I don’t want to discuss here what an ABI is and what an ABI bump consists of. Let’s just say that when you make an ABI bump you either remove functions, or you change the meaning of some functions (like the parameters, the behaviour or other things like those).

In the first case the bump is annoying but not much of a problem, executables stop being loaded because symbols are undefined; with lazy-loaded executables, they might die in the middle at the moment the undefined symbols is called, but that’s not our concern here.

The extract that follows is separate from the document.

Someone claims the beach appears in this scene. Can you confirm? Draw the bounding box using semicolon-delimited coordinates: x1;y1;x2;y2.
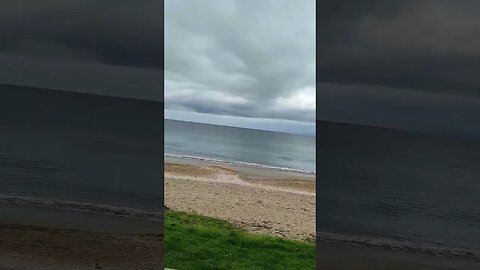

The problem comes when a function with the same exact name changes meaning, parameters or return type. In this case, the executable might pass too much or too little data to the function, he pointers might be referring to something completely different, or might be truncated. In general, when you change the interface or the meaning of a function, if the executables built to use the previous version are executed with the new version, they’ll either crash down or behave in a corrupted manner. Which are two subtle issues which we should be looking forward to, as they are hard to debug unless you know about them.

So let’s return to our library changing ABI. Let’s say we have libfooA.so.0 and libfooA.so.1 installed, the first is preserved by preserved-libs, the second is the new one. libfooB.so.$anything links to libfooA as it uses it directly, so it will be in the set of packages to rebuild.

Introducing libfooC.so.$anything that links to libfooB.so.$anything, but as destiny wishes, is also using libfooA.

At this point before the ABI bump we have libfooB depending on libfooA.0, and libfooC depending on libfooB and libfooA.0; after the bump, we decide to rebuild only libfooB, which means that libfooB now depends on libfooA.1 while libfooC is still depending on libfooA.0.

What this means is that, minus symbol versioning, the same symbol would have two (probably different) definitions, which will collide one with the other, leading to subtle crashes, misbehaviour and other fun-to-debug problems.

The problem is that the two ABIs of the libraries are both being loaded in the same userspace, which is a very bad thing, unless the symbols are versioned. On the other hand, symbol versioning is a bit of a mess, it’s not implemented by all operating systems, and I find it quite convoluted.

At the moment I don’t see anything in portage that stops you from shooting in your own foot by doing a partial rebuild. I hope I’m mistaken, but if I’m not, please remember to always do a full rebuild, rather than a partial one. Instead of having programs not starting, you might have programs corrupting your data, otherwise.